La genialidad maquiavélica de Mourinho consiste en ser un excelente hijo de la alegoría. Dicen que »en el amor y en la guerra todo vale», y si el fútbol es una representación tan fotogénica y tan funcionalmente diáfana de la guerra, constreñir el demonio que anima todos los domingos las reglas del juego no sólo será iluso, sino además perverso. Si no puedes ganar, al menos arruínale la victoria al contrario recordándole que es la piedad y el ser buen cristiano, no la victoria en el campo, lo que satisface la denominación de valor supremo. El fútbol resulta ser, sorprendentemente, tratado «como si sólo fuera un juego», porque, aunque no se diga, todo el mundo sabe, o siente con ardor militante, que esto no es «cosa de críos». ¿Cómo podría admitirse el gasto irrefrenable de dinero y la absorción irracional de los corazones, si no fuera más importante que el desafío en el patio del colegio o la apuesta retórica por la propia vanidad del «tengo razón»? Con todo, estas situaciones triviales suelen comportar, en algunas ocasiones, una crueldad e inquina inapropiadas, por no decir incoherentes. Pero la diferencia radical que adquiere el fútbol de primera división no se debe a nada esencial, no existe una separación tajante y por eso inamovible entre la posición jerárquica del primer equipo y el del colegio, sino a la generalidad que adquiere al ser un enfrentamiento socialmente sancionado como máximo. El honor de la ciudad o de los colores se bate en el foro social que más ampliamente representa la ciudadanía (aficionada o, a la postre por la identificación entre el sentimiento que despierta el equipo y la ciudad de la que procede, no aficionada). Así, si lo político es la distinción entre amigo y enemigo que tiene en la eventualidad de la destrucción física su sentido, las muertes que el fútbol provoca en los alrededores de la pornografía guerrera son doble testimonio de que la fantasía tuerce el deseo en frustración, y de que lo que se afronta como un valor pertinente para fundamentar el adoctrinamiento ciudadano desde los colegios, es poner a los niños a ensayar para la guerra.
Los aficionados del Barcelona han podido dejar las palabras de Mourinho caer en el olvido propio de una declaración de este tipo, cuya fecha de caducidad se encuentra en el próximo escándalo, y dado el panorama, no es de extrañar que ya se haya producido. Lo interesante es percibir cómo ese tipo de «afrentas» a la tramoya que sostiene la fantasía arruina su capacidad para metabolizar las pasiones y las emociones colectivas que, si se redujeran a la experiencia solitaria o «evidentemente» cotidiana, quizá no alcanzarían para dar de comer a las masas. Si, además, las patrias se conquistan y su valor depende de una historia de dominio y de una soberbia fundada en la fuerza, no hay mayor acontecimiento para los pueblos reprimidos que anhelan un estatus señorial que la posibilidad de ganar al adversario en un campo que, a falta de otro más realista, ha sido reconocido por ambas partes como un parlamento legítimo donde la justicia y la injusticia, y no tanto un arbitrio que siempre arrebata solemnidad, pueden expresarse en la victoria o la derrota. Parece que en el fútbol, felizmente y por tan poco, se nos va la fuerza por la boca. ¿Estamos, en ése sentido, inmunizados contra el desbordamiento de la ficción?

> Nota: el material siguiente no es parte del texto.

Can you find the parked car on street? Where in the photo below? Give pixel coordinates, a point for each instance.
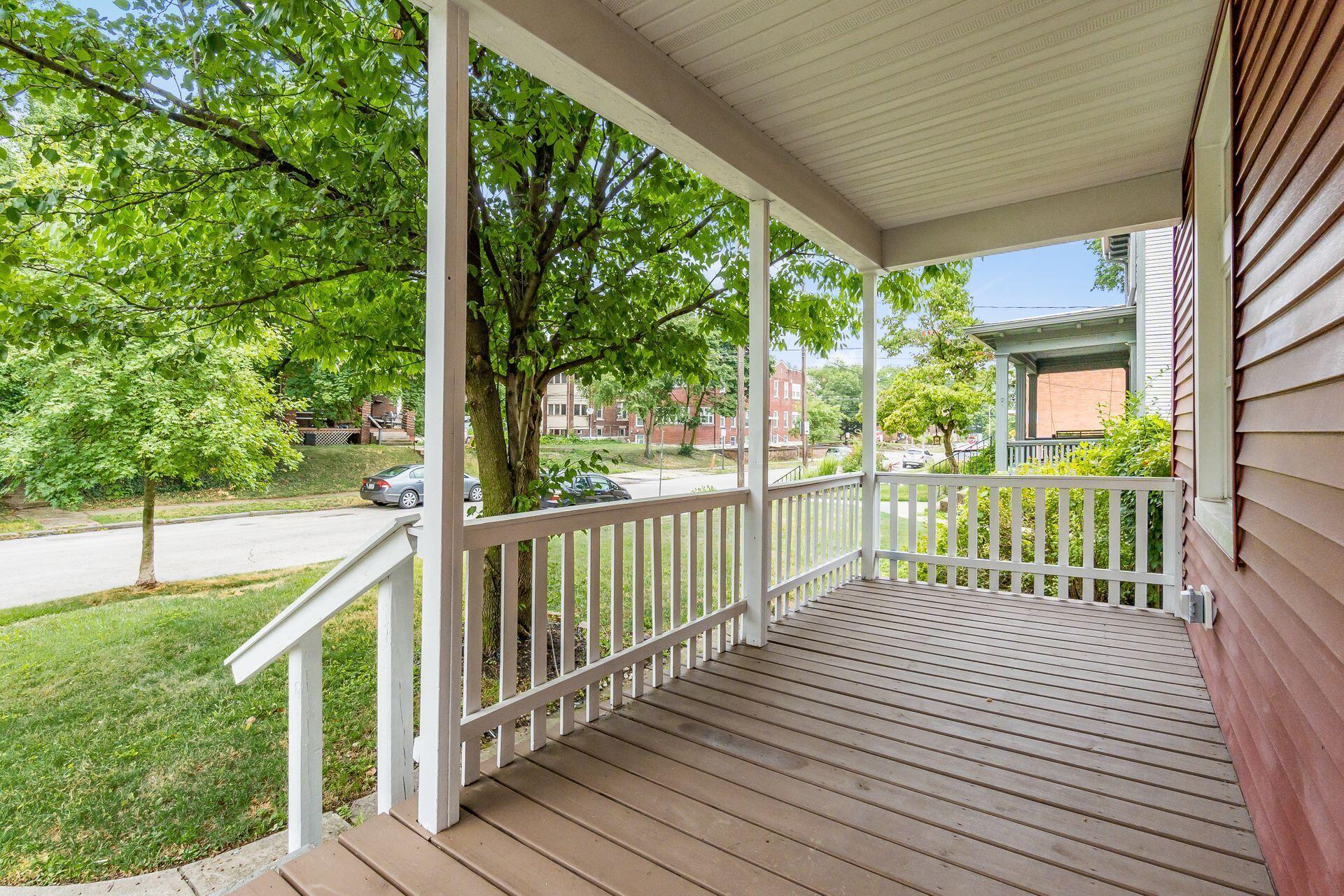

En el último mundial de fútbol, durante la final, cuando el contingente holandés avasallaba la dignidad sacrificial de los españoles, como si la alegoría se levantara discretamente la venda e inclinara su veredicto sobre el platillo naranja, el comentarista rompió proclamando: »que el fútbol haga justicia». El fútbol tiene que hacer justicia, pues en este juego en el que se absorbe toda dimensión antropológica en la efervescencia pasional, el esfuerzo de los españoles, y por tanto el mérito de la vitoria, tenía que reconocerse teológicamente Como si pudiéramos contar el gasto fisiológico y el «derrame de sangre» desde un criterio objetivo a fin de proclamar, con seguridad metafísica, quién era el justo vencedor. Todo para poder ser los mejores. Y nosotros, sedientos de la soberbia que proporciona adherirse de algún modo a la aristocracia racial, a través de ellos.
1 Rafael Sánchez Ferlosio, entre otras muchas problemáticas y contribuciones interesantes, realiza una crítica radical del fútbol en tanto institución social al servicio de la lógica de la identidad colectiva y de la competición agónica propias de la guerra. Como referencia: Sobre la guerra (2007) y God&Gun (2008).